Sales of household furniture also rose sharply, reflecting the surge in home buying. Sales are now 19.6 percent above the pre-pandemic level. Purchases of recreational goods and vehicles also rose sharply and stands 29.4 percent above its pre-pandemic level. This category includes both entertainment items, such as televisions, as well as goods that would be purchased for home offices, such as computers and printers.
Investment in equipment and intellectual products rose at a 16.7 percent and 10.1 percent annual rate in the first quarter, respectively. Investment in equipment is now 7.5 percent above its pre-pandemic level, while investment in intellectual products is 4.6 percent higher. This is encouraging, since high levels of investment can sustain stronger productivity growth.
Investment in nonresident structures continues to lag; it declined at a 4.8 percent annual rate and is now 17.1 percent below its pre-pandemic level. This reflects the declining need for office space, as well as traditional retail space.
Residential construction increased at a 10.8 percent annual rate. It is now 17.3 percent above its pre-pandemic level, pushing the housing share of GDP to 4.7 percent, its highest level since the bubble.
There is still little basis for a concern that a collapse in house prices will again crash the economy. The first quarter construction levels are still a full 2.0 percentage points below the peaks hit in the bubble.
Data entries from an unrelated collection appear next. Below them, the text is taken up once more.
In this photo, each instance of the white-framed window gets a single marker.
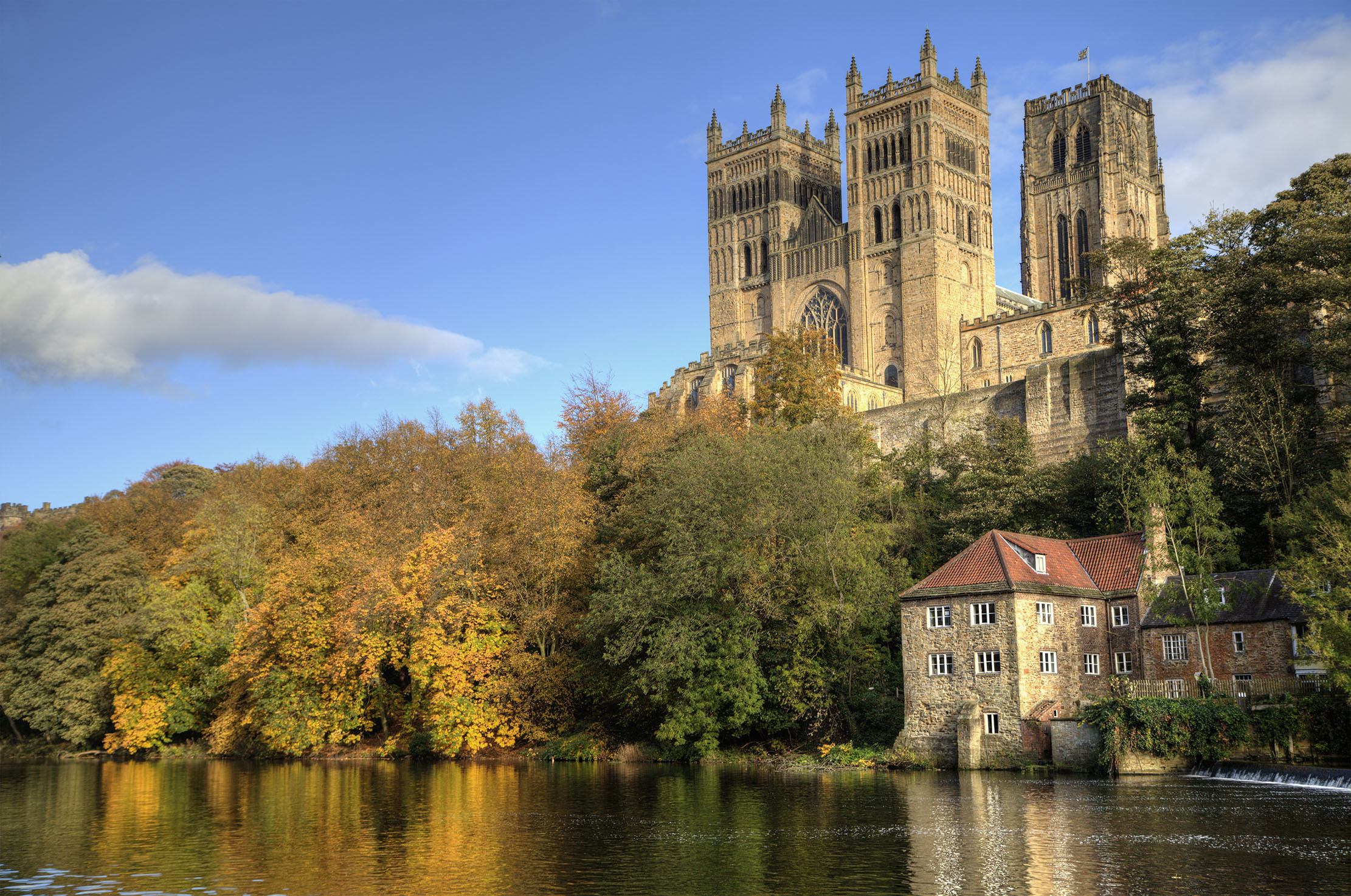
(987, 661)
(983, 614)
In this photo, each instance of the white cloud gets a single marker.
(64, 319)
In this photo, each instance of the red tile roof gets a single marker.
(1108, 562)
(1114, 561)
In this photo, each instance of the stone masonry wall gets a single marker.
(1268, 650)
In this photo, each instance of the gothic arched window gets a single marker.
(824, 312)
(1062, 245)
(1081, 237)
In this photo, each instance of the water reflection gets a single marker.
(384, 827)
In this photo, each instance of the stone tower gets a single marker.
(919, 201)
(1091, 172)
(764, 190)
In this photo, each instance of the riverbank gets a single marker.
(577, 748)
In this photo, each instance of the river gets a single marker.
(482, 827)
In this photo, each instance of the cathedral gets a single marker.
(904, 283)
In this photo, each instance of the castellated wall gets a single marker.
(1068, 404)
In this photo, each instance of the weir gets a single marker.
(1288, 775)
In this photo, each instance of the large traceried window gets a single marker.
(823, 311)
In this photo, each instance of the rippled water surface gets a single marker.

Also, there is good evidence that this surge is being driven by the fundamentals of the market as people are shifting their consumption to spend more on housing. The savings rate has been hitting record highs through the pandemic, as opposed to the record lows seen in the housing bubble years.
State and local government spending rose at a 1.7 percent annual rate, leaving it 1.9 percent below the pre-pandemic level. This reflects the need to make cutbacks due to revenue shortfalls, as well as the fact that many schools were closed to in-class instruction in the quarter. With the recovery act spending coming through at the end of the quarter, and most students now back in class, we will likely see strong growth in the second quarter.
Consumption of services rose at a 4.6 percent annual rate in the quarter but still stands 5.7 percent below the pre-pandemic level. This reflects the high levels of infection at the start of the quarter that prevented people from going to restaurants or seeing their doctor for nonessential care. With the progress in controlling the pandemic, we are certain to see a big jump in the current quarter.
The nominal trade deficit rose by more than 5.0 percent in the quarter to $847 billion, as imports rose 5.7 percent, while exports edged down 1.1 percent. In other times we may view a rising deficit as a drag on growth. In this recovery the trade deficit will be a major release valve for any inflationary pressures the economy develops over the course of the next couple of years.
The overall picture in this report is overwhelmingly positive. The growth in the quarter was strong, as expected. The sectors where recovery has been trailing, consumption of service and state and local government spending, seem likely to boom in the current quarter, pushing the economy well above its pre-pandemic level.
Furthermore, the continuation of strong productivity growth in the quarter seems likely to alleviate any inflationary pressures. Also, the trade deficit is expanding along with the economy, indicating that imports are acting as a relief valve.